In einer alten Lektürenhilfe von Klett habe ich folgendes gefunden:
„Der Soziologe Ralf Dahrendorf vergleicht die soziale Welt mit der Bühne und die handelnden Menschen mit Spielern. Er vertritt die Theorie, das Handeln der Menschen sei etwas Äußerliches, was man von seinem eigentlichen Selbst ablösen kann. Der Mensch könnte sich nur als Rollenträger gesellschaftlich verwirklichen, und die Sozialisation bewirke den Prozess der Rollenaneignung. Das heißt: Durch die Auseinandersetzung mit seiner privaten und öffentlichen Umgebung nimmt der Mensch bestimmte Verhaltensweisen an, bewusst oder unbewusst, und wird so zu einem Rollenwesen, das Schwierigkeiten hat, zu seiner eigenen Identität zu finden. Das Rollenbild, das der Mensch sich von sich selbst macht und das den Zugang zu seinem eigentlichen Selbst verstellt, bezeichnet Frisch als „Bildnis“. Hinter diesem „Bildnis“ verbirgt sich die wahre Identität des Men-schen, und der Mensch als Rollenwesen besitzt lediglich eine Scheinidentität und führt ei-ne verfehlte Existenz. Seine Aufgabe ist es, sich zum eigentlichen Selbst, zum wirklichen Leben durchzudringen.

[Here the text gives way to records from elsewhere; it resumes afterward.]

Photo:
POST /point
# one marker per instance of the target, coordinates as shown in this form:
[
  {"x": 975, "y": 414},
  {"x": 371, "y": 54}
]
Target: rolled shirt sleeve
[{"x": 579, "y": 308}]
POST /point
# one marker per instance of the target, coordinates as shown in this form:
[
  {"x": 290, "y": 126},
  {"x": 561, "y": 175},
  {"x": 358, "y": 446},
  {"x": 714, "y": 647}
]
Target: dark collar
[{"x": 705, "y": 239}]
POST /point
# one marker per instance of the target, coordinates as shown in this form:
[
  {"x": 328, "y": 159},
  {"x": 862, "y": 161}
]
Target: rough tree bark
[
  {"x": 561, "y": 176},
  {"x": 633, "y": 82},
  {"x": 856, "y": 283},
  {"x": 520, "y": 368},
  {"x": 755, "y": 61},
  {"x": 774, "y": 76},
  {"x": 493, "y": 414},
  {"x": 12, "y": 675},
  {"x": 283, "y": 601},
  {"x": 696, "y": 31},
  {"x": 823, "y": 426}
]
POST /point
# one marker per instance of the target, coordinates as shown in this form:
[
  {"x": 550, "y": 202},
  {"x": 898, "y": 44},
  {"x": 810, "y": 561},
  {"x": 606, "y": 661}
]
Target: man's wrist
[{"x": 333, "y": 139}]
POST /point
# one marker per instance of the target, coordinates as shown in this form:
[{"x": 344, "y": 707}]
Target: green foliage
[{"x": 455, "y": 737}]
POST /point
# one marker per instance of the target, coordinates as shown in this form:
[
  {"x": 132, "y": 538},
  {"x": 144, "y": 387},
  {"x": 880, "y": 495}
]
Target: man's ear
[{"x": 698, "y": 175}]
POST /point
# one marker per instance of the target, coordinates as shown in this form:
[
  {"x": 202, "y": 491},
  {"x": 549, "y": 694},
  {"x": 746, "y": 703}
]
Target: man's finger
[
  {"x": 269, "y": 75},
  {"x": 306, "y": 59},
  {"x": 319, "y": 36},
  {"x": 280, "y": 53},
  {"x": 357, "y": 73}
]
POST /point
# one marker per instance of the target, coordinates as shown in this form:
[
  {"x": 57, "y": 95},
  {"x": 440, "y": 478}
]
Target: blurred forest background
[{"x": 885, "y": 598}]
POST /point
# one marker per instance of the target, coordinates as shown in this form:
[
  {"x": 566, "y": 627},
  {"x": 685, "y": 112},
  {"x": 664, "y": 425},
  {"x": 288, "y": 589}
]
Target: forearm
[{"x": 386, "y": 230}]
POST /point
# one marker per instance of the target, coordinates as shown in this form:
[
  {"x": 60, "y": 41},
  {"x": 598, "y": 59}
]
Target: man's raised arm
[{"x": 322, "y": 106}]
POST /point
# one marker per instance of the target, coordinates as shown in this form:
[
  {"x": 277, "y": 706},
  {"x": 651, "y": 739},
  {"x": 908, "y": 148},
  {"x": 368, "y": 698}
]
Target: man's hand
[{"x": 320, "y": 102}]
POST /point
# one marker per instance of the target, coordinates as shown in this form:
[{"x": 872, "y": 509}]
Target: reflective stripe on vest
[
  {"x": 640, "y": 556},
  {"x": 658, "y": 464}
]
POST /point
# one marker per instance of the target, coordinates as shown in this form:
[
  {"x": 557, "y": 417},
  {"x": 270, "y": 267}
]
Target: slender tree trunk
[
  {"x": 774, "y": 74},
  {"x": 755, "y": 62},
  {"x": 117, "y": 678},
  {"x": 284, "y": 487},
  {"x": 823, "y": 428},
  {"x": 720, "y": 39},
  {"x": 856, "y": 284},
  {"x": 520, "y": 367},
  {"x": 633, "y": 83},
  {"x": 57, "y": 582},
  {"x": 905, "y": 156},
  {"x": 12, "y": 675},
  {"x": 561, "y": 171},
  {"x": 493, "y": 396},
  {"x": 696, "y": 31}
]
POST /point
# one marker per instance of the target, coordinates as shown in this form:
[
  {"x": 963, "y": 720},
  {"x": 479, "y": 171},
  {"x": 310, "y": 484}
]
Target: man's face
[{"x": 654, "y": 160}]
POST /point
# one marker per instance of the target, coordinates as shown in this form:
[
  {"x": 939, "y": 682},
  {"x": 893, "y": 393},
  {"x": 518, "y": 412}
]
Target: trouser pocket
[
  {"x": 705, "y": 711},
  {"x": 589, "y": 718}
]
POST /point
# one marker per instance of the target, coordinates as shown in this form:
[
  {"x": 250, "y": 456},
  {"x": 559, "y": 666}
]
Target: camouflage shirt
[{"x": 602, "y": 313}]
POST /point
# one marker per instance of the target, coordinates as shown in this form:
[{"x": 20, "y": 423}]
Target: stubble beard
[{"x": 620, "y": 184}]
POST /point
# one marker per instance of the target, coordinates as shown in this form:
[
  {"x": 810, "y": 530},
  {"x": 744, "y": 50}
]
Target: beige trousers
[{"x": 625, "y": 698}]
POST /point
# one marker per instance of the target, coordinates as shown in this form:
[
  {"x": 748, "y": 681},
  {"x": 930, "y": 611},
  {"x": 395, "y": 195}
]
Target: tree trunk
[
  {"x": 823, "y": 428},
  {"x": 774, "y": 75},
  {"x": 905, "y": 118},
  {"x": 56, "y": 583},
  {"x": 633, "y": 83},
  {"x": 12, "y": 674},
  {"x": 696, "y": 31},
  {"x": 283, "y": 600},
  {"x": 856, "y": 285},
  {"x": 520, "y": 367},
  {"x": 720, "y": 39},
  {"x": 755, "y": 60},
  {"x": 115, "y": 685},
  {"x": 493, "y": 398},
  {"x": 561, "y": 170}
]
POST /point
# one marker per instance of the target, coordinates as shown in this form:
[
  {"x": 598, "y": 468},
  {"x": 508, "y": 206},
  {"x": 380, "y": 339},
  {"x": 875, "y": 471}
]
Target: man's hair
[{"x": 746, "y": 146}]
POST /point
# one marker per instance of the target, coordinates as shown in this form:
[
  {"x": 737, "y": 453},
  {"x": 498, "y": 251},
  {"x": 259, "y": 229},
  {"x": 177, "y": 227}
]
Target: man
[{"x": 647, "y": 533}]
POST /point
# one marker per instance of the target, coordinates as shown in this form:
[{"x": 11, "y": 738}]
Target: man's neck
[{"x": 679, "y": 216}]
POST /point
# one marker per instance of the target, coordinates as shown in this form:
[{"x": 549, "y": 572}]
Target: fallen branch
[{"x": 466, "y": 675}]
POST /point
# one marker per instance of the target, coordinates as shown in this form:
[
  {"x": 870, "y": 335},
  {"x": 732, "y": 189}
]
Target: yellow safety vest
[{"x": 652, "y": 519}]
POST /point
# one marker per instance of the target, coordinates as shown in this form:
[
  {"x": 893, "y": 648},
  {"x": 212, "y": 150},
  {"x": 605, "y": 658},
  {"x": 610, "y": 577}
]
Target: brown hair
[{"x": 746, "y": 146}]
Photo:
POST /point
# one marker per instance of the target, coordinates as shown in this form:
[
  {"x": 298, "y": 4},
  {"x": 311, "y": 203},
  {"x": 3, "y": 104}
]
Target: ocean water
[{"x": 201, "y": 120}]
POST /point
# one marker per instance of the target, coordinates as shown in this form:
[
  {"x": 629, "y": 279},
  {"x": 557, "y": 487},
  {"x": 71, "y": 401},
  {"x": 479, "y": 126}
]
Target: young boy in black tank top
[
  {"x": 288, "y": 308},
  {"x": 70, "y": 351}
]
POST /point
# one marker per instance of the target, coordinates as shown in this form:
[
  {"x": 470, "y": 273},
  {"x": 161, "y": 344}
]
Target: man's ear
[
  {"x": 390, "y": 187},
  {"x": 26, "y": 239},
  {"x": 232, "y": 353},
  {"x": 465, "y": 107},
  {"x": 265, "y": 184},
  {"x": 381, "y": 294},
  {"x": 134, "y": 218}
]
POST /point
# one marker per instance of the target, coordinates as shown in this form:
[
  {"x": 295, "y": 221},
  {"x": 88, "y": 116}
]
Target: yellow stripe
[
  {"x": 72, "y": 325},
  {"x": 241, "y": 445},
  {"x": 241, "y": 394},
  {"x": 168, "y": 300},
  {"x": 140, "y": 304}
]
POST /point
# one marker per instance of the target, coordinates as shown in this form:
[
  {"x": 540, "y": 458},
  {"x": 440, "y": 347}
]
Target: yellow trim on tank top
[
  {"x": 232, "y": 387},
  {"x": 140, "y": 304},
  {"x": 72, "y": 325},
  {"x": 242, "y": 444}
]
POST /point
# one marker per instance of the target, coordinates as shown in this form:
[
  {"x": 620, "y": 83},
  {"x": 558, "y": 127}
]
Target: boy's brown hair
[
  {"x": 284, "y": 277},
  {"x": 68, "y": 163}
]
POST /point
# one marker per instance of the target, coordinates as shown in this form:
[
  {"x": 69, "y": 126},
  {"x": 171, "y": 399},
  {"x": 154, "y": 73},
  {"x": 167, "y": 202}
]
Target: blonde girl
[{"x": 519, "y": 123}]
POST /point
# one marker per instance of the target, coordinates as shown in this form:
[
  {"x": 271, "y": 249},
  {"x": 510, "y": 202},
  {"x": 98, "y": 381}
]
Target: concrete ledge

Dieses „Bildnis“ des Menschen von sich selbst ist zum großen Teil gesellschaftlich ver-mittelt: Der Mensch erlebt die Erwartungen und Reaktionen seiner Umwelt, die sein Verhalten interpretiert, und richtet sich danach - oder gerade nicht. Damit lässt er sich von der Umwelt in ein bestimmtes Muster, in ein „Klischee“ zwingen. Das Selbstbild, die Rolle eines Menschen, ist also in starkem Maße die Auswirkung eines Bildes, das sich die Gesellschaft von ihm macht, der Rolle, in der sie ihn sehen will.
Bildnis bedeutet also für Frisch ein erstarrtes, unflexibles Bild von sich selbst, von andern und von der Welt, wodurch dem Ich oder den andern die Möglichkeit der Entwicklung oder Wandlung abgesprochen wird. Das starre „Bildnis“ grenzt den Spielraum des Menschen ein und reduziert Selbst-, Fremd- und Weltbild allein auf das dem „Bildnis“ Gemäße. Der Mensch gestaltet und deutet sein Leben, sein Verhalten sich, den andern und der Welt gegenüber so, wie es die von ihm angenommene bzw. gesellschaftlich vermittelte Rolle von ihm fordert. Er lässt nur die Gegebenheiten und Erinnerungen gelten, die seinem gegenwärtigen Selbstbild entsprechen, und verdrängt, verfälscht und ignoriert das, was nicht zur Rolle passt. Er erfindet sich eine „Geschichte“, die er „für sein Leben hält, wie Frisch sagt. Diese Geschichte verstellt dem Menschen den Weg zur Realität."
Man existiert also am Leben vorbei, wenn man ein fremdes Bildnis zur Grundlage der eigenen Identität macht. Und da kenne ich viele Bücher, die genau dieses Thema aufgreifen - doch in Homo faber ist es, meiner Meinung nach, besonders ausdrücklich und schön ausgeführt.
Jo, ist halt auch eines der besten deutschsprachigen Bücher überhaupt.